A Rippling Haze

NASA’s New Horizons spacecraft has been returning some pretty amazing information about the former planet, Pluto. One of its most interesting discoveries was the weird “layered” atmosphere, composed of a photochemical smog, settling out of the upper atmosphere.

But now the probe has witnessed an even more curious atmospheric effect around the pygmy planet. After its flyby last year, New Horizons directed its cameras toward the now rapidly retreating Pluto, hoping to catch it eclipsing the Sun—a maneuver that permitted its cameras and spectrographs to analyze the chemical makeup of Pluto’s atmosphere.
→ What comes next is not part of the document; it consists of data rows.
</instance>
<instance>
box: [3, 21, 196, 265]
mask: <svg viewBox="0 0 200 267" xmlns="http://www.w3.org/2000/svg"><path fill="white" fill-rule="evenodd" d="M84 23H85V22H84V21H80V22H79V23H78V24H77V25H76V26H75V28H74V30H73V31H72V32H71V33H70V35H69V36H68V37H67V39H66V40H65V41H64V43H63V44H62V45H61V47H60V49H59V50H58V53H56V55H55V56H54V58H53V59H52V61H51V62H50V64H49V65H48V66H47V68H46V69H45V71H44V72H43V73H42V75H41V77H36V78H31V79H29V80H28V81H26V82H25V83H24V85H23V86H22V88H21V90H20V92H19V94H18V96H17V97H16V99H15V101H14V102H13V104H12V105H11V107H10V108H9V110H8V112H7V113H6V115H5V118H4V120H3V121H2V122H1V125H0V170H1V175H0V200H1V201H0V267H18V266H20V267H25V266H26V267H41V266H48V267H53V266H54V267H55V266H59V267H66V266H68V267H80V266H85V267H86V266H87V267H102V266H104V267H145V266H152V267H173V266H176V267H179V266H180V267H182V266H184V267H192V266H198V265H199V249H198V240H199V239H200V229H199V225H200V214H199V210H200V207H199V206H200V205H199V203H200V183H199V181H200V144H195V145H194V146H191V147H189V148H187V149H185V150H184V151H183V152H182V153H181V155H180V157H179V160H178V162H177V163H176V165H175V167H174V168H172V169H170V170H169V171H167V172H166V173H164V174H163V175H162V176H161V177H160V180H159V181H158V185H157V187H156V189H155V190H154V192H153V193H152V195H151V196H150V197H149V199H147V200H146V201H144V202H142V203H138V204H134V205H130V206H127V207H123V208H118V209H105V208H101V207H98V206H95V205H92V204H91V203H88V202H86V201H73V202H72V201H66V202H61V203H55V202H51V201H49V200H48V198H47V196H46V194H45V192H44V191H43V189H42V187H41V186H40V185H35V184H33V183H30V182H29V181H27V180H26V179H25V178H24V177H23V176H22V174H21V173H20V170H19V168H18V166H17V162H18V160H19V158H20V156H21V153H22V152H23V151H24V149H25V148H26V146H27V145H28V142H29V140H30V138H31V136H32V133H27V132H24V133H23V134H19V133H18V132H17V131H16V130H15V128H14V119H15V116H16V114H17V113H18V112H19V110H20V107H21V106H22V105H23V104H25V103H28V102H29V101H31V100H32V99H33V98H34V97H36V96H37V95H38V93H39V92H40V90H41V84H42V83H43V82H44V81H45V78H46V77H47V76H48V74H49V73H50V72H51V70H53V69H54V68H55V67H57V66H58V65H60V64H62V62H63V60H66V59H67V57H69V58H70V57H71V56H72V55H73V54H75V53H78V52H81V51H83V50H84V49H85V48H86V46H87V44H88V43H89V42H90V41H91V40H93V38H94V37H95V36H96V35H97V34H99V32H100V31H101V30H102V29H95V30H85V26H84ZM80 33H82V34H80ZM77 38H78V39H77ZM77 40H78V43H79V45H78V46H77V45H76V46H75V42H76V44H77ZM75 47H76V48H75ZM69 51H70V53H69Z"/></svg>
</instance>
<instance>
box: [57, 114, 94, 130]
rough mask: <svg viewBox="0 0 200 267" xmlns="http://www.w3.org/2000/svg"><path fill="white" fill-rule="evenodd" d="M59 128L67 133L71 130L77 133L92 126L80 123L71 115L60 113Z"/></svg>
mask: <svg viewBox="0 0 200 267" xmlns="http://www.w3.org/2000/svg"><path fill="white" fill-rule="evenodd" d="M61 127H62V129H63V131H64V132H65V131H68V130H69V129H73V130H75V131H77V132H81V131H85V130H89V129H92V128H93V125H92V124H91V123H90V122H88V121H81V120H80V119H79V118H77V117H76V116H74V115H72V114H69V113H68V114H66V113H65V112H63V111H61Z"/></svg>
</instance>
What the probe witnessed startled observers—brightness variations in the haze layers of Pluto’s nitrogen atmosphere, which created the illusion of the dwarf planet’s surface rippling, almost like a heat mirage. The animation below, which was compiled from images obtained by New Horizon’s Long Range Reconnaissance Imager (LORRI) on July 14 of last year, shows the observed effect.


Gravity Waves

NASA scientists were curious to know what was up. Their answer was gravity waves—not the same as the gravitational waves that have been in the scientific news of late, but a more mundane phenomenon (also called “buoyancy waves”) that can be found on several planets in the Solar System, including Earth.
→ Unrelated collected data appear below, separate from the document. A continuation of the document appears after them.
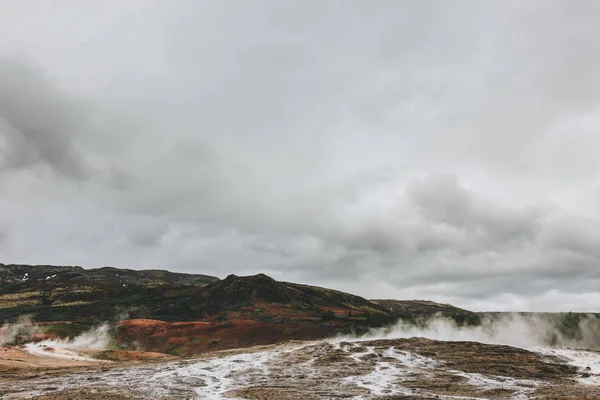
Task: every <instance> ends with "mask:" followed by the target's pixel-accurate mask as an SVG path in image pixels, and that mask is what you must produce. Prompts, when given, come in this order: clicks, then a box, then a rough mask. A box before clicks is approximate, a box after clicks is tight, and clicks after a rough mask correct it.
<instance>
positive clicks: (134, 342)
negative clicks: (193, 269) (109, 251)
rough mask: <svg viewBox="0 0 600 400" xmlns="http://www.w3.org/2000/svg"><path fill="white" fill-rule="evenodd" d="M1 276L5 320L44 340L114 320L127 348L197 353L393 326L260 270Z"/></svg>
mask: <svg viewBox="0 0 600 400" xmlns="http://www.w3.org/2000/svg"><path fill="white" fill-rule="evenodd" d="M0 271H1V273H2V275H1V276H2V278H3V282H4V283H3V284H2V285H1V286H0V319H2V320H4V321H15V320H16V319H17V318H18V317H20V316H23V315H29V316H31V317H32V319H33V320H34V321H35V322H36V323H38V324H40V323H41V324H43V325H44V326H45V329H44V330H45V332H46V333H47V334H50V335H57V336H70V337H73V336H75V335H78V334H80V333H82V332H84V331H86V330H88V329H90V328H91V327H93V326H96V325H98V324H101V323H103V322H107V321H108V322H110V323H111V324H113V326H114V333H115V337H116V338H117V339H118V340H117V342H118V343H117V345H118V346H120V347H122V348H125V349H127V348H131V347H139V346H140V343H141V344H142V345H143V347H144V348H145V349H147V350H152V351H164V352H170V353H172V354H175V353H179V352H192V351H194V352H197V351H206V350H210V349H213V348H215V346H216V347H217V348H230V347H236V346H240V345H253V344H268V343H275V342H278V341H282V340H290V339H317V338H322V337H327V336H330V335H334V334H337V333H342V332H350V331H359V332H360V331H365V330H366V329H368V327H371V326H382V325H385V324H387V323H390V322H392V316H391V314H390V313H389V312H388V311H387V310H385V309H384V308H383V307H381V306H379V305H377V304H375V303H373V302H371V301H369V300H367V299H364V298H362V297H359V296H355V295H352V294H349V293H344V292H340V291H336V290H331V289H325V288H320V287H315V286H309V285H300V284H296V283H289V282H279V281H276V280H274V279H272V278H270V277H268V276H266V275H264V274H258V275H253V276H243V277H239V276H235V275H230V276H228V277H227V278H226V279H224V280H219V279H217V278H213V277H208V276H206V275H188V274H174V273H169V272H167V271H133V270H125V269H116V268H99V269H94V270H84V269H82V268H80V267H57V266H23V265H18V266H15V265H10V266H0ZM208 281H210V282H208ZM119 321H120V322H119ZM193 338H195V339H194V340H192V339H193ZM134 343H135V344H136V345H135V346H134Z"/></svg>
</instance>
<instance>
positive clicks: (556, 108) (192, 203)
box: [0, 0, 600, 310]
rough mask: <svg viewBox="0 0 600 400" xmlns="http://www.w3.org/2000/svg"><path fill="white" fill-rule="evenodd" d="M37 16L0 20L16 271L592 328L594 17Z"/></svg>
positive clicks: (113, 7)
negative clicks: (204, 288) (416, 306)
mask: <svg viewBox="0 0 600 400" xmlns="http://www.w3.org/2000/svg"><path fill="white" fill-rule="evenodd" d="M32 4H33V3H29V2H28V1H23V2H18V3H14V4H8V3H7V4H3V5H2V6H0V48H1V49H3V50H2V51H1V52H0V149H1V150H2V154H1V156H2V166H3V168H4V170H3V172H4V173H3V174H2V186H1V187H0V195H1V196H2V197H1V198H0V200H1V201H0V225H1V226H3V227H6V228H5V229H7V230H8V231H9V232H10V235H9V236H8V237H7V238H6V240H4V242H3V243H4V244H3V247H2V250H3V251H2V252H3V255H4V257H6V258H7V259H6V260H4V261H6V262H13V261H14V262H31V263H59V264H68V263H72V264H79V265H89V266H102V265H107V264H109V265H122V266H124V267H133V268H142V267H146V268H170V269H173V270H179V271H187V272H202V273H208V274H216V275H219V276H226V275H228V274H229V273H236V274H244V273H257V272H266V273H268V274H270V275H273V276H274V277H276V278H278V279H284V280H297V281H301V282H307V283H313V284H320V285H327V286H332V287H335V288H338V289H342V290H349V291H354V292H357V293H359V294H362V295H364V296H369V297H399V298H429V299H433V300H438V301H448V302H454V303H457V304H458V305H462V306H465V307H475V308H479V309H482V308H497V309H546V310H555V309H557V308H560V309H584V308H590V307H592V308H594V307H596V308H597V307H598V306H600V296H595V295H593V292H594V291H595V287H594V285H595V284H596V282H597V281H598V276H597V272H596V271H597V270H598V268H597V265H598V262H599V260H598V258H599V257H598V255H599V254H598V251H597V249H596V247H597V246H596V243H598V240H599V239H600V228H599V227H598V226H599V225H598V224H599V222H598V220H597V216H598V212H599V211H600V209H599V206H600V200H599V199H600V197H599V193H600V191H599V189H600V182H599V181H598V171H599V170H600V161H599V159H598V157H597V154H596V152H597V151H596V149H597V148H598V146H600V136H598V135H597V130H598V126H600V118H599V117H598V115H597V112H596V111H595V110H596V109H597V106H598V102H599V100H600V90H598V89H600V88H599V87H598V85H599V82H600V81H599V80H598V78H597V76H598V74H597V71H598V69H599V67H600V57H598V54H599V53H598V51H596V50H597V49H598V48H599V47H600V28H599V27H598V24H597V23H596V21H597V20H598V18H599V17H600V9H599V8H598V6H596V5H595V4H594V3H591V2H573V3H569V4H568V5H565V4H564V3H562V2H553V1H550V2H548V1H533V2H527V3H523V2H521V1H516V0H515V1H506V2H501V3H497V4H489V3H485V4H484V3H482V2H478V1H467V0H465V1H461V2H460V4H458V5H457V4H455V3H453V4H449V3H448V4H446V3H444V2H439V1H414V2H395V1H381V2H377V3H376V4H370V3H362V2H358V1H356V2H355V1H343V2H342V1H340V2H336V1H333V2H327V3H323V2H317V1H302V2H286V3H282V2H276V1H268V0H265V1H258V2H254V3H252V4H251V5H249V4H247V3H244V2H235V1H234V2H233V3H230V4H227V5H226V6H225V5H223V4H220V3H215V2H204V1H187V0H177V1H175V2H174V3H170V4H169V6H166V5H165V4H163V2H160V1H153V0H149V1H145V2H139V1H134V0H131V1H124V2H114V1H106V2H102V3H101V4H100V3H98V4H97V5H94V6H89V5H88V6H86V7H81V6H80V5H79V3H77V2H74V1H70V0H64V1H59V2H54V3H53V4H52V5H50V4H49V3H48V4H46V3H39V2H36V3H35V9H36V13H35V14H33V13H32V12H31V5H32ZM15 53H16V54H19V56H18V57H17V56H14V54H15ZM22 60H33V61H35V64H33V63H32V62H23V61H22ZM44 168H45V169H50V170H51V171H53V172H54V174H44V173H40V170H43V169H44ZM60 177H69V178H71V179H66V180H65V179H60ZM73 181H77V182H79V184H77V185H73V184H72V182H73ZM47 232H52V234H51V235H48V233H47ZM585 295H587V297H585Z"/></svg>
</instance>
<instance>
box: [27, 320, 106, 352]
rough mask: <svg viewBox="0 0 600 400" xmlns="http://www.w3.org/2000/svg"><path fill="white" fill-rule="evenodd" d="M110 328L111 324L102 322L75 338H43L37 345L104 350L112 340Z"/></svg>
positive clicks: (51, 346) (43, 345)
Atmospheric gravity waves result from the effects of high mountains—of which there is no dearth on Pluto—pushing airflow up, where gravity then begins to drag the airmass down again.

“When I first saw these images and the haze structures that they reveal, I knew we had a new clue to the nature of Pluto’s hazes,” explains LORRI Principal Investigator Andy Chen. “The fact that we don't see the haze layers moving up or down will be important to future modeling efforts.”

The newly discovered Plutonian phenomenon is a strange one, as the brightness fluctuations vary by as much as 30%, despite the fact that the haze layers themselves do not change at all—extending 200 km (120 mi) above Pluto’s surface, no more and no less.

We can look forward to more interesting news from Pluto’s neighborhood—it’s expected that it will take 16 months just to download all of New Horizon’s vast wealth of data back to Earth.